Let $M$ be connected, and let $\pi: M\times N \rightarrow N$ be the natural projection. Prove that a $p$-form $w$ on $M\times N$ is $\delta \pi(\alpha)$ for some $p$-form $\alpha$ on $N$ if and only if $i(X)w = 0$ and $L_X w=0$ for every vector field $X$ on $M\times N$ for which $d\pi(X(m,n)) = 0$ at each point $(m,n) \in M\times N$.
$i(X)$ is the interior multiplication my the vector field $X$, and $L_X$ is the Lie-derivative w.r.t. the vector field $X$. $d$ is exterior differentiation, and $\delta$ is its transpose or adjoint.

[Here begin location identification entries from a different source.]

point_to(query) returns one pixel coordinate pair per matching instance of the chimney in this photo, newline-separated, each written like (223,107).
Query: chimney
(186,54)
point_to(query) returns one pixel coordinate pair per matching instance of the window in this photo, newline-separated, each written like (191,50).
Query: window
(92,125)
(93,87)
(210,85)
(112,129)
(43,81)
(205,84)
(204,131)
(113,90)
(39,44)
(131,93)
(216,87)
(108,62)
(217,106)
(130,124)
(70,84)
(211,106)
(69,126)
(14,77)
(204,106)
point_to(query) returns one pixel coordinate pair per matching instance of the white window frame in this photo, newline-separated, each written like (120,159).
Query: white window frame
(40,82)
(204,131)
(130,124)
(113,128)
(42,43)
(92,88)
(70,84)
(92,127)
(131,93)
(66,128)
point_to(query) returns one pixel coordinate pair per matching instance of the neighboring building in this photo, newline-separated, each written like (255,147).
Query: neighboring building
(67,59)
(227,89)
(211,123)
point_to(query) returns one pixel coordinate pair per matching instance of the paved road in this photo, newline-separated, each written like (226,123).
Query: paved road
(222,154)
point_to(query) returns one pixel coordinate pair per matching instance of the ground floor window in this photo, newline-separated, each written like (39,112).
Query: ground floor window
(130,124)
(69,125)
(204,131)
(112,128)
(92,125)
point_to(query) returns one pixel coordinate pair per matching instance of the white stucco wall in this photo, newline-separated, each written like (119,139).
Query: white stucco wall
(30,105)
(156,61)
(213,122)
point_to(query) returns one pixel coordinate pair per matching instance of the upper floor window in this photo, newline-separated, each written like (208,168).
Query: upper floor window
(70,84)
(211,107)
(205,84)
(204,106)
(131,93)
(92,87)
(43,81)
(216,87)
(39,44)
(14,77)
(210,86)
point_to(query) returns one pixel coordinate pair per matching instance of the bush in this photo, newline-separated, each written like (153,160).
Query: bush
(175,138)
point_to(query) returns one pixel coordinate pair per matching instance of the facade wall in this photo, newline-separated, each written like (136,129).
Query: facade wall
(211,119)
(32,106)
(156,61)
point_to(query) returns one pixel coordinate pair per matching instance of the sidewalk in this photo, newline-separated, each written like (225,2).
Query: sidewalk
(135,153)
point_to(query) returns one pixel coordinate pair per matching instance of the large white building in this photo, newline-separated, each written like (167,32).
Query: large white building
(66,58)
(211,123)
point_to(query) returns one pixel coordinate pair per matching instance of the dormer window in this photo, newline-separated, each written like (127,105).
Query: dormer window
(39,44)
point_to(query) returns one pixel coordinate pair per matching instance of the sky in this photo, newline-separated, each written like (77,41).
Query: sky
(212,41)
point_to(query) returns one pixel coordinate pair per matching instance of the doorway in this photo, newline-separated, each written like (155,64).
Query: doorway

Could you give me some hints for this problem? I tried to do the forward direction just by applying the formulas in the book, and I do not know how to approach the reverse direction.

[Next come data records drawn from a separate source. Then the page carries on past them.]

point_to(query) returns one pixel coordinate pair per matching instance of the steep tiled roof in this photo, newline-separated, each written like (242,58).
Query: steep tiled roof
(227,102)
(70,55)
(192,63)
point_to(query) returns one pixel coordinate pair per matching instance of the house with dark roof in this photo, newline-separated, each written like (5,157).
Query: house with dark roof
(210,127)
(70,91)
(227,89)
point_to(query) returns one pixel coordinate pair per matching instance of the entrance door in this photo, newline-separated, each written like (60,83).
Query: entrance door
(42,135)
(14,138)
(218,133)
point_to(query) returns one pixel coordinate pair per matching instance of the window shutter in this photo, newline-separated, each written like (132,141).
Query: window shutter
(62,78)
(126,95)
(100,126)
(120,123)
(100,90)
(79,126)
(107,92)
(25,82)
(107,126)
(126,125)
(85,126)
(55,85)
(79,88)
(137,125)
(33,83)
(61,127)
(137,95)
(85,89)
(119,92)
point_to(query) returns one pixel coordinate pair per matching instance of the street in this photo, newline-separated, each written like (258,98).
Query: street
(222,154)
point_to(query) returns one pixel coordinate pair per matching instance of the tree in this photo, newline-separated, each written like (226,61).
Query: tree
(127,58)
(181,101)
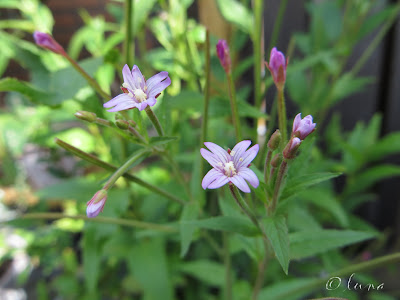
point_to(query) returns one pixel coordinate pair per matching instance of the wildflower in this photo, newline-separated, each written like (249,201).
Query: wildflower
(46,41)
(290,150)
(223,55)
(277,66)
(138,92)
(230,166)
(303,127)
(96,204)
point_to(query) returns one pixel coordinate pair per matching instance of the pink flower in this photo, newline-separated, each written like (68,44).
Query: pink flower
(303,127)
(96,204)
(137,92)
(223,55)
(277,66)
(230,166)
(46,41)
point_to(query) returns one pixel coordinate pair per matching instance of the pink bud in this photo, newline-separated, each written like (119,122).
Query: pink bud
(277,66)
(290,150)
(46,41)
(303,127)
(96,204)
(223,55)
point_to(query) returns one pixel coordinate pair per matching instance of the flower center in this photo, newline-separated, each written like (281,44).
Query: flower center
(140,95)
(229,169)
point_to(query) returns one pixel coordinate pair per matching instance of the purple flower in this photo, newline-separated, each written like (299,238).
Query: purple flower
(137,92)
(303,127)
(223,55)
(46,41)
(96,204)
(290,150)
(277,66)
(230,166)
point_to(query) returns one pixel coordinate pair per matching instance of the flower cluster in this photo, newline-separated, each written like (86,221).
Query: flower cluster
(230,166)
(138,92)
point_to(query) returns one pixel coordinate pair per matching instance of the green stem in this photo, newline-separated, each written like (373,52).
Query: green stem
(278,184)
(93,83)
(390,259)
(96,161)
(235,115)
(106,220)
(206,99)
(153,118)
(128,32)
(282,116)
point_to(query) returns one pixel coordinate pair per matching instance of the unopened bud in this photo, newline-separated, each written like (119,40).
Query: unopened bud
(291,148)
(86,116)
(276,160)
(274,140)
(122,124)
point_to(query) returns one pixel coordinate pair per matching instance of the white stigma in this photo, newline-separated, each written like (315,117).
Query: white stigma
(140,95)
(229,169)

What I have done so far, first I want to prove the forward direction, given $w=\delta\pi(\alpha)$, then for any vector fields $Y_1, \cdots Y_{p-1}$ on $M\times N$ we have $$ \begin{align} i(X)(\delta\pi(\alpha))(Y_1, \cdots Y_{p-1}) (m,n) &=(\delta\pi(\alpha))(X,Y_1, \cdots Y_{p-1}) (m,n) \\ &= \alpha_{\pi((m,n))}\big(d\pi(X(m,n)), \cdots, d\pi(Y_{p-1}(m,n))\big)\\ &= \alpha_{\pi((m,n))}\big(0, \cdots, d\pi(Y_{p-1}(m,n))\big)\\ &=0 \end{align}$$
Next to show $L_X(w) = 0$, we use the formula that $L_X = i(X)\circ d + d\circ i(X)$. The second part is zero by above calculation, and for the first part, note that $$i(X) d(\delta\pi(\alpha)) = i(X) \delta \pi(d\alpha)$$ then this would be a similar calculation as above, just $d\alpha$ instead of $\alpha$.
Are my calculations correct? and could you give me some hints for the reverse direction.